Quello di Cesarea doveva essere un “centro di documentazione origeniana” in cui un testo era considerato
corretto solo se fosse stato trascritto e ricontrollato dalla biblioteca di Origene. Panfilo aveva invece
allargato questa biblioteca aggiungendo sicuramente autori ecclesiastici e probabilmente anche testi
pagani dai toni moraleggianti (es. Moralia di Plutarco). Di questa nuova biblioteca Eusebio redasse i pinakes
che, inseriti nella Vita di Panfilo di Eusebio, sono andati perduti.
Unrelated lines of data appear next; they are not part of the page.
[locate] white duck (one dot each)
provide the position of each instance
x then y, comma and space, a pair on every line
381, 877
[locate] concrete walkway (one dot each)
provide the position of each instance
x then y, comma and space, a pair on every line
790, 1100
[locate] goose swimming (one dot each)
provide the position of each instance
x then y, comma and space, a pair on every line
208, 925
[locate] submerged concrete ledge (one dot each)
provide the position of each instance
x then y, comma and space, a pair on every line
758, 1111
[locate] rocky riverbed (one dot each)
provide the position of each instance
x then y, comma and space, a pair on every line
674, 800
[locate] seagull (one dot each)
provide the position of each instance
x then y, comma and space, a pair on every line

3. Gli Hexaplà di Origene:


Il massimo sforzo di Panfilo ed Eusebio fu certamente quello di preservare, trascrivere e diffondere edizioni
corrette delle sacre scritture esercitando sempre la sistematica collazione sui testi tipica di Cesarea.
Gli stessi Hexaplàdi Origene erano un opera sinottica che favoriva il diretto confronto sui testi e
data la loro enorme mole non potevano che essere contenuti in più volumi. La revisione del testo era
stata fatta da Origene stesso ed è abbastanza sicuro che, vista la mole dell'opera, non ne circolasse
un'altra copia oltre a quella di Cesarea, rimasta inconsultata fino alla riapertura della biblioteca ad
opera di Panfilo. Si può invece pensare che di questa copia fossero realizzati estratti o copie
parziali.A Cesarea si trascrissero soprattutto Bibbie, lo stesso Panfilo le distribuiva e le donava, tuttavia la
distribuzione dei testi che uscivano dallo scriptorium non dovette andare oltre quella palestinese. Il
testo delle Bibbie era quello dei settanta estratto dall'edizione esaplare. La collazione del testo
avveniva sulla base del lavoro critico che Origene aveva su di essi esercitato.

4. Le ultime vicende:
Intorno all'800, Timoteo I, patriarca della chiesa nestoriana, faceva trascrivere tre copie degli Hexaplà. Non
si trattava della trascrizione diretta del testo di Origene, ma della trascrizione del testo siro-palestinese dei
Settanta. Timoteo dice che, alla fine di ciascun libro dell'esemplare modello si poteva leggere una
sottoscrizione che rimandava ll'attività di Origene, Panfilo ed Eusebio.
Quando datare la fine della scuola? Probabilmente al momento della conquista araba (638) era già
scomparsa da tempo. Un'altra notizia è che verso la fine del IV sec. Il vescovo Euzoio avesse curato il
passaggio da rotoli a codici dei testi contenuti nella biblioteca.
Tramite le sottoscrizioni è documentato l'utilizzo di edizioni di Cesarea come fonti per la collazione,
la correzione ed il commento, sia per l'Antico che per il Nuovo Testamento.